The numbers of vegetarians has risen dramatically over the past ten years – nine million Brits live meat-free lives, according to new research.

But how easy is it to find good vegetarian food when you travel? The Eco Experts study has revealed that the best country in Europe for veggies is actually Switzerland.

Graphic showing the best and worst places to travel to if you're vegetarian (The Eco Experts/PA)
(The Eco Experts/PA)

The research looked at 26 countries, comparing the density of vegetarian-friendly restaurants, annual meat consumption and the price of meat (to show the cost-saving of not eating it).

Here are the best spots in Europe for a plant-based break…

Switzerland

This landlocked country has the highest number of veggie-friendly restaurants in Europe, with almost 166 per 100,000 people, and the Swiss population come in 8th for the lowest amount of meat consumed each year, at 74.7kg per person.
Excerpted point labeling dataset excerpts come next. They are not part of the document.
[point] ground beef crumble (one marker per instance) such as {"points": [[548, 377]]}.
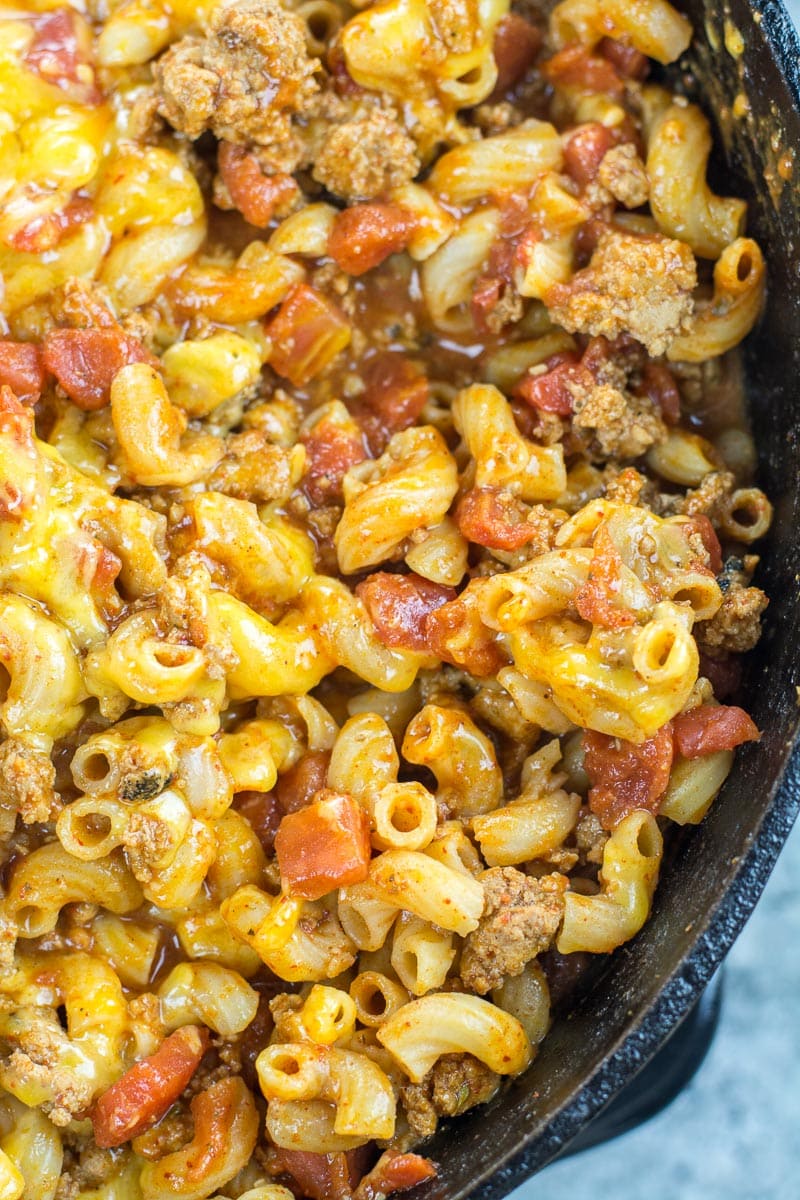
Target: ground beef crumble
{"points": [[633, 285], [245, 81], [521, 918], [26, 786], [623, 173], [364, 157], [455, 1084]]}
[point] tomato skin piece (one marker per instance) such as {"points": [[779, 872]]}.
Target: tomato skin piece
{"points": [[585, 150], [253, 193], [307, 333], [659, 385], [576, 66], [516, 45], [366, 234], [150, 1087], [702, 526], [626, 778], [549, 391], [398, 606], [324, 1176], [323, 846], [395, 1173], [394, 396], [85, 361], [713, 727], [298, 786], [20, 369]]}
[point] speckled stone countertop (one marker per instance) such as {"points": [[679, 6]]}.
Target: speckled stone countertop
{"points": [[734, 1133]]}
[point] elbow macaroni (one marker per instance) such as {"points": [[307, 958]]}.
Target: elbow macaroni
{"points": [[296, 497]]}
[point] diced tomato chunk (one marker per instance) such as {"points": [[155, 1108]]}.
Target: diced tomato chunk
{"points": [[702, 526], [323, 846], [307, 333], [457, 635], [395, 1173], [55, 54], [46, 232], [22, 370], [625, 777], [626, 59], [256, 195], [400, 605], [262, 813], [516, 45], [85, 361], [149, 1089], [497, 277], [659, 385], [298, 786], [395, 394], [576, 66], [713, 727], [584, 151], [330, 451], [494, 519], [551, 391], [366, 234], [324, 1176]]}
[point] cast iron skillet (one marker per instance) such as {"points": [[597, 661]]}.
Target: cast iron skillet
{"points": [[721, 867]]}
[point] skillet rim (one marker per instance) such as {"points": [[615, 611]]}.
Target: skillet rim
{"points": [[739, 887]]}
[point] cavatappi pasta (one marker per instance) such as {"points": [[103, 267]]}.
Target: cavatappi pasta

There’s no better country in the world for sharing a fondue with friends, traditionally made with Swiss cheeses Gruyère and Emmental, with wine and garlic, and a growing vegan and veggie food scene means there are loads of restaurants to choose from.

Try: Elle ‘n’ Belle, Limmatstrasse 118, 8005 Zürich, Switzerland (vegan).

Finland

If Switzerland doesn’t take your fancy,  head to some of the Nordic countries; Finland, Norway and Sweden take second, third and fourth places in the veggie table. You might have thought Finnish cuisine is all about smoked fish and meatballs but many traditional dishes are meat-free. Karelian pie is made out of rye dough and filled with rice pudding or mashed potatoes, there’s a garlic soup called valkosipulikeitto and an amazing ‘bread cheese’ called leipäjuusto, traditionally eaten with cloudberry jam.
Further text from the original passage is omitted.